Why the Feisty disc won't boot..well, there can be a number of reasons, but I'd start off with video card. It's the most common reason. It's rather easy to ensure that; first calculate the md5sums and ensure they're ok (if you can, for the image you burnt the disc from, and if it's ok, then for the disk itself -- there should be md5sums on the disk also). Boot the disk and from the prompt hilight the "safe graphics" option (second topmost, if I'm right). Don't boot it yet; at the bottom of the screen you see some Fn keys along with their explanations; use the Fn key mentioned there to set your resolution to some very low (vesa-compatible) value, preferrably 800x600x16. Then hit the other Fn key that lets you edit the kernel commans before booting (you should now have the safe graphics boot line hilighted from the menu, before editing); alter the line by replacing the word "splash" with "nosplash". This disables the graphical loading screen, allowing you to see boot messages. The low resolution, on the other hand, ensures that your resolution is not causing trouble. Now hit enter to boot, and see if it gets farther..it did for me, on several machines that had this kinds of problems (no idea why graphics card/drivers can cause that many different kinds of problems, crashes and errors, but it seems they did..after setup, everything worked fine on high res).
Another trick to try is simply to download the Alternate install disc. It allows for text-mode installation, thus passing by possible graphics trouble during setup; after the setup you can configure (unless the setup does it for you already) your graphics devices, resolutions etc. as much as you want, but anyway the hardest part can be passed because during the setup you can't do too much magic with the graphics settings.

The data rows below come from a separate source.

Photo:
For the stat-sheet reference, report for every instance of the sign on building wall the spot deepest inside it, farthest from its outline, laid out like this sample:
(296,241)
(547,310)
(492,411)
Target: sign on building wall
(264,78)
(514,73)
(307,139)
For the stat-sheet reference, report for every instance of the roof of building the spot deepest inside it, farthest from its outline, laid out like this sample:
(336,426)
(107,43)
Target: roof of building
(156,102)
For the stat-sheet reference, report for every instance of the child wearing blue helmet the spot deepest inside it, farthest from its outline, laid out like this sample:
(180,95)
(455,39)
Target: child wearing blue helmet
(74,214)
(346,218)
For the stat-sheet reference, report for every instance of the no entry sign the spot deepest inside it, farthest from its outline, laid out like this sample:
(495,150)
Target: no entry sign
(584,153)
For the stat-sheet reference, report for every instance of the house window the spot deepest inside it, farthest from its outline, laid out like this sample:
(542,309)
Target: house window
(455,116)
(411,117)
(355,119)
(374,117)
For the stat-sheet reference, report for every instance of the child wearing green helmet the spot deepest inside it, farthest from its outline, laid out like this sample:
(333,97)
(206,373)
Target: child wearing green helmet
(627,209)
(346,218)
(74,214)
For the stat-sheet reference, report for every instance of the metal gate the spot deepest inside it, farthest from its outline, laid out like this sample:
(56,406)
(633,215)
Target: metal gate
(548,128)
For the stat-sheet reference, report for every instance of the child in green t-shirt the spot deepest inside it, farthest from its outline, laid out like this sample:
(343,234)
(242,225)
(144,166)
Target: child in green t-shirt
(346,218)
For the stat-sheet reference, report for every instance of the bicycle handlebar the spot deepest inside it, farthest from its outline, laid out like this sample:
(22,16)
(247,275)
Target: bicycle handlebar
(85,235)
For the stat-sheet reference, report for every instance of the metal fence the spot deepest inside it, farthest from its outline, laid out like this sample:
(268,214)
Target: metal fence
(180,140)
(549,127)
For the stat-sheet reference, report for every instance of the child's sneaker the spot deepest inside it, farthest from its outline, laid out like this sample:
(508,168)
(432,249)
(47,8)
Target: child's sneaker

Software upgrade (trough package manager) might be "supported" by Ubuntu (I know it even notices you there's a new version, in Edgy and later, and asks if you want to upgrade to that), but it's still not half as good as a clean install from a setup disc, formatting the root and boot filesystems (if you have separate /home, don't format it - keep your settings and files); that ensures your system is installed properly, there are no traces of the old system messing things up, and you need to spend less time downloading.